Case ID: f2d_357/html/0579-01.html
Source: Caselaw Access Project
Author: {"author": "PER CURIAM:", "license": "Public Domain", "url": "https://static.case.law/"}
Date Created: 2024-08-24T03:29:51.129683

LOCAL 349, INTERNATIONAL BROTHERHOOD OF ELECTRICAL WORKERS, AFL-CIO, Petitioner, v. NATIONAL LABOR RELATIONS BOARD, Respondent.
    No. 19146.
    United States Court of Appeals District of Columbia Circuit.
    Argued Oct. 14, 1965.
    Decided Nov. 18, 1965.
    Mr. Seymour A. Gopman, Miami Beach, Fla., for petitioner.
    Mr. Allison W. Brown, Jr., with whom Messrs. Arnold Ordman, Gen. Counsel, Dominick L. Manoli, Associate Gen. Counsel, Marcel Mallet-Prevost, Asst. Gen. Counsel, and Hans J. Lehmann, Atty., National Labor Relations Board, were on the brief, for respondent.
    Before Fahy, Wright and McGowan, Circuit Judges.
   PER CURIAM:

Petitioner, Local 349 of the International Brotherhood of Electrical Workers, AFL-CIO, herein referred to as IBEW, asks the court to set aside an order of the National Labor Relations Board directing the IBEW to cease and desist from certain secondary boycott activities, and directing notice of the order to be given to its members.

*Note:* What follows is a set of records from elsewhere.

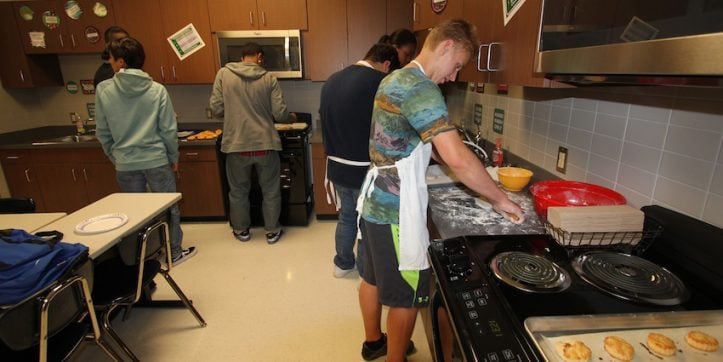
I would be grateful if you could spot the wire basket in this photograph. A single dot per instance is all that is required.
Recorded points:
(634, 242)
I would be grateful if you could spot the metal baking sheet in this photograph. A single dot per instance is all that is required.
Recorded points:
(634, 328)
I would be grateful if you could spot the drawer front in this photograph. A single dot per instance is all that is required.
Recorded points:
(191, 154)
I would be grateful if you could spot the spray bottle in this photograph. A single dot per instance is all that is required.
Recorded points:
(498, 155)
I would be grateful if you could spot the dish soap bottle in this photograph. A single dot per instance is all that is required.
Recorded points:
(498, 155)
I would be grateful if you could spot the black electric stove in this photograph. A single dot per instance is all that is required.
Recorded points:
(489, 285)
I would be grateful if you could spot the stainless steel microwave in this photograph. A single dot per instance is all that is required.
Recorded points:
(282, 49)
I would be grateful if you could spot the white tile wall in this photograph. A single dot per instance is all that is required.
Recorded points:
(654, 145)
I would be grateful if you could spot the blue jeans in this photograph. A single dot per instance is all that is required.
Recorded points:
(159, 179)
(346, 229)
(238, 172)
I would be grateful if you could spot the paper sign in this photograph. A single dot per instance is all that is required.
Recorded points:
(510, 8)
(186, 41)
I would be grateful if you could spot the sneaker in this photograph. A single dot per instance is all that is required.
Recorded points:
(184, 255)
(272, 238)
(371, 354)
(243, 235)
(340, 273)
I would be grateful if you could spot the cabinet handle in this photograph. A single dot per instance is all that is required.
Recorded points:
(489, 57)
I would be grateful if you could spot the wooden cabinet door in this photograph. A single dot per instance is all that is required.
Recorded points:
(366, 23)
(200, 184)
(52, 38)
(425, 18)
(281, 14)
(232, 15)
(141, 19)
(199, 66)
(325, 44)
(86, 33)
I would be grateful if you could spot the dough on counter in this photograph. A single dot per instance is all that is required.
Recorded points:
(619, 348)
(701, 341)
(661, 344)
(573, 351)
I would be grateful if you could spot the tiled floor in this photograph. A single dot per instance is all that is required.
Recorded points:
(261, 302)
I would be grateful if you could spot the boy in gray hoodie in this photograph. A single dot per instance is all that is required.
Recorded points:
(249, 100)
(137, 129)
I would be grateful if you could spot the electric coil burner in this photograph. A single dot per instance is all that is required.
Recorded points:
(530, 273)
(630, 277)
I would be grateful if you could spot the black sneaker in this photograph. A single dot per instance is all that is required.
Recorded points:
(371, 354)
(272, 238)
(244, 235)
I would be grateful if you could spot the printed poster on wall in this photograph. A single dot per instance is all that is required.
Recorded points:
(510, 7)
(186, 41)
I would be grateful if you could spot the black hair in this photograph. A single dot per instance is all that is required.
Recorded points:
(251, 49)
(379, 53)
(399, 37)
(129, 50)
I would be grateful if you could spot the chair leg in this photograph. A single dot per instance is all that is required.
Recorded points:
(114, 336)
(183, 297)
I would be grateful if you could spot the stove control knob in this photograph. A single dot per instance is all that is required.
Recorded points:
(460, 266)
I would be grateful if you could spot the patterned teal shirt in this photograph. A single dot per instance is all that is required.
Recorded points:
(408, 109)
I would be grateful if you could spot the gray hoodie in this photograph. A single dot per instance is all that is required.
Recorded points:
(250, 100)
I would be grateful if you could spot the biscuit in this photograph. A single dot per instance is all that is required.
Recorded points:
(701, 341)
(573, 351)
(661, 344)
(619, 348)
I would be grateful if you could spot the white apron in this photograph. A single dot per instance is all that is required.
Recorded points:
(413, 233)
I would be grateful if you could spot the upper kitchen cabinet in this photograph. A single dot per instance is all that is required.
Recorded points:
(63, 26)
(18, 70)
(257, 14)
(342, 31)
(152, 22)
(428, 13)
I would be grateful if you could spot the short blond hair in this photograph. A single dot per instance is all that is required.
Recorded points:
(460, 31)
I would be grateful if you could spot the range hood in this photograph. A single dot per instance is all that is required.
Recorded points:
(673, 43)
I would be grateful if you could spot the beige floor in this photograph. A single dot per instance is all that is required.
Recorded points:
(262, 303)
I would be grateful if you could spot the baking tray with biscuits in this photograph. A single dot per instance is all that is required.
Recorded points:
(666, 336)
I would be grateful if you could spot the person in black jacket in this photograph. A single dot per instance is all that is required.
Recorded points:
(347, 99)
(105, 71)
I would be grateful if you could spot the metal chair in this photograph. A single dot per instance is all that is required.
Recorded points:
(118, 284)
(51, 324)
(14, 205)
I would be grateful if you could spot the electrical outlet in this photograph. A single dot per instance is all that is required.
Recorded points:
(561, 159)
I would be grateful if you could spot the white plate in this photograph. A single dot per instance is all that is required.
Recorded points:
(101, 224)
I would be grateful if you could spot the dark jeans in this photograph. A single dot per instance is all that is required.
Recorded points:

The Board petitions for enforcement of the same order. The proceedings before the Board were the usual type under Section 10(c) of the National Labor Relations Act, as amended. The Union was found to have violated the provisions of Sections 8(b) (4) (i) and (ii) (B).

The substance of the case, as it appeared to the Board, is that IBEW, whose members are electrical workers, caused work stoppages on two construction jobs and threatened work stoppages on two other jobs, at Miami, Florida, by either refusing to work or refusing to continue to work on the jobs because of the employment of a subcontractor, Dade Sound and Controls, whose employees were members of Local 3107 of the Communications Workers of America, AFL-CIO, herein referred to as CWA. The IBEW claimed jurisdiction over the type of work for which the CWA members were under contract with Dade. The Board further found that the IBEW conduct thus referred to, threatened and coerced the principal contractors and employers on the job sites with the object of forcing them to cease doing business with subcontractor Dade, thus committing the unfair labor practices above specified. The factual details upon the basis of which the Board reached its decision are set forth in the report of the decision at 149 NL RB No. 46.

That the work stoppages, refusals to work and threats occurred, cannot be doubted. The position of IBEW, however, is that this was brought about by individual members of IBEW for whose conduct it cannot be held responsible. In three of the four instances a principal factor was the activity of job stewards designated as such by the Union. In the fourth instance a foreman who was a member of IBEW was a participant in the activity which led to the refusal of IBEW members to work. The findings of the Board, however, do not rest in any of the four instances solely upon the conduct of a steward or of the foreman, but rest as well upon evidence of a course of events or pattern, as set forth in the decision, supporting the finding of IBEW responsibility. Included is evidence of the background and history of the jurisdictional controversy between the IBEW and CWA in and about Miami, conversations which took place between the IBEW representatives and Dade’s employees, which reasonably could be understood as threatening a walkout to protest the employment of CWA members at one of the sites, and other details indicative of leadership by the stewards and of their representative capacity in the activities which led to the stoppages and refusals to work. The Board pointed out that the job stewards had been designated as such by the IB-EW, were required by its bylaws to report encroachments on jurisdiction claimed by IBEW, and were also required to comply with IBEW work rules and to straighten out all job problems on their own initiative.

The findings of the Board placing responsibility upon IBEW in each instance, with the unlawful object which brought the conduct within the prohibitions of Sections 8(b) (4) (i) and (ii) (B) are supported by substantal evidence in the record considered as a whole. To the extent the findings result from inferences drawn by the Board from the evidence adduced they find sufficient support to be left undisturbed by the court.

The petition of the IBEW will therefore be denied and the order of the Board will be enforced.

It is so ordered. 
      
      . In no instance was there any affirmative effort by the job stewards to impress the other Union members that in refusing to work with CWA members they were acting in an individual capacity rather than in furtherance of IBEW policy.